Olivia Nobs graduated from school with the Baccalauréat en Langue Moderne and became a professional athlete in 2001.

== Career ==
Olivia Nobs started her international career in 2001 in FIS Snowboard cross in Tignes where she took the 5th place.

=== FIS Snowboard World Cups ===
For her first year in international competition, Nobs achieved an overall 5th place at the world cup standings thanks to mostly her 5th position in Tignes (17 November 2001), 1st position at Bardonecchia (18 January 2002), 5th position in Kreischberg (26 January 2002) and 3rd position in Bad Gastein. She confirmed her results in the season 2002-2003 with an overall 2nd place.
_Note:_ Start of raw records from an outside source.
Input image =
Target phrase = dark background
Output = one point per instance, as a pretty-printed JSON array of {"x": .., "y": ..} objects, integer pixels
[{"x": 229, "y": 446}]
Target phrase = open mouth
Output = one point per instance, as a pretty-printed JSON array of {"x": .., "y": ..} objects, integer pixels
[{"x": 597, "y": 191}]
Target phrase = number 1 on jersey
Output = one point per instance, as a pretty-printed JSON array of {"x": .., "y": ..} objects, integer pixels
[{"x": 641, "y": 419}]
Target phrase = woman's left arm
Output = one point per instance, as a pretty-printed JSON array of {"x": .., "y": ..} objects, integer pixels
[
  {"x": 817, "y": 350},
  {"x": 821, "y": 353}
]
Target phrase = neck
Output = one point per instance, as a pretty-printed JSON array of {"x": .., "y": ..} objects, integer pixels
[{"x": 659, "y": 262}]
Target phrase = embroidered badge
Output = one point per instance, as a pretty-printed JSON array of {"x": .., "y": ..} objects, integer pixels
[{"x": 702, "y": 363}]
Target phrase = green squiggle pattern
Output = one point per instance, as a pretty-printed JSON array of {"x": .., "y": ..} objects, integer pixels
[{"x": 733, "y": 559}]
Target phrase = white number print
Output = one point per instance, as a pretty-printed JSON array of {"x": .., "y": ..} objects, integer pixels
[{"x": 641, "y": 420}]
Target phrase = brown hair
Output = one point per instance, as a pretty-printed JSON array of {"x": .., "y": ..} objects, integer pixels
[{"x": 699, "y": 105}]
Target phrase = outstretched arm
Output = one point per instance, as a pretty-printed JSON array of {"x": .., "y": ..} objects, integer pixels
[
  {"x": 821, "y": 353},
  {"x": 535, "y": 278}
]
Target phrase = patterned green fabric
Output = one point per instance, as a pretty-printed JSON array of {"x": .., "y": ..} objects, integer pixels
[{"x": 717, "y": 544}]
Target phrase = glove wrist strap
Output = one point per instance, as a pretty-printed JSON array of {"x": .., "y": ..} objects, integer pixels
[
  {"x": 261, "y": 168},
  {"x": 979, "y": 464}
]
Except 2006, when she ranked 4th, Nobs ranked overall between 10th and 22nd until the end of her professional Snowboard cross career in 2010.

Best individual results:

| Date | Place | Country | Sport | Ranking |
|---|---|---|---|---|
| 18. January 2002 | Bardonecchia | Italy | Snowboardcross | 1 |
| 25. January 2003 | Berchtesgaden | Germany | Snowboardcross | 1 |
| 5. February 2003 | Bad Gastein | Austria | Snowboardcross | 2 |
| 16. March 2003 | Arosa | Switzerland | Snowboardcross | 1 |
| 4. January 2006 | Bad Gastein | Austria | Snowboardcross | 2 |
| 13. February 2009 | Cypress | Canada | Snowboardcross | 2 |

=== FIS Snowboard cross World Championships ===
Nobs captured the silver medal in snowboard cross at the FIS Snowboarding World Championships 2009 in South Korea.

=== Winter Olympics ===
Olivia Nobs qualified for the Swiss team in Women's Snowboard cross for the 2006 Winter Olympics in Turin, along with Tanja Frieden and Mellie Francon. Olivia Nobs achieved the 11th place.

At the 2010 Vancouver Winter Olympics, Nobs took the bronze medal in the Women's Snowboard Cross.

She ended her Snowboard career in November 2010 and is now practicing as a certified naturopath in Sierre.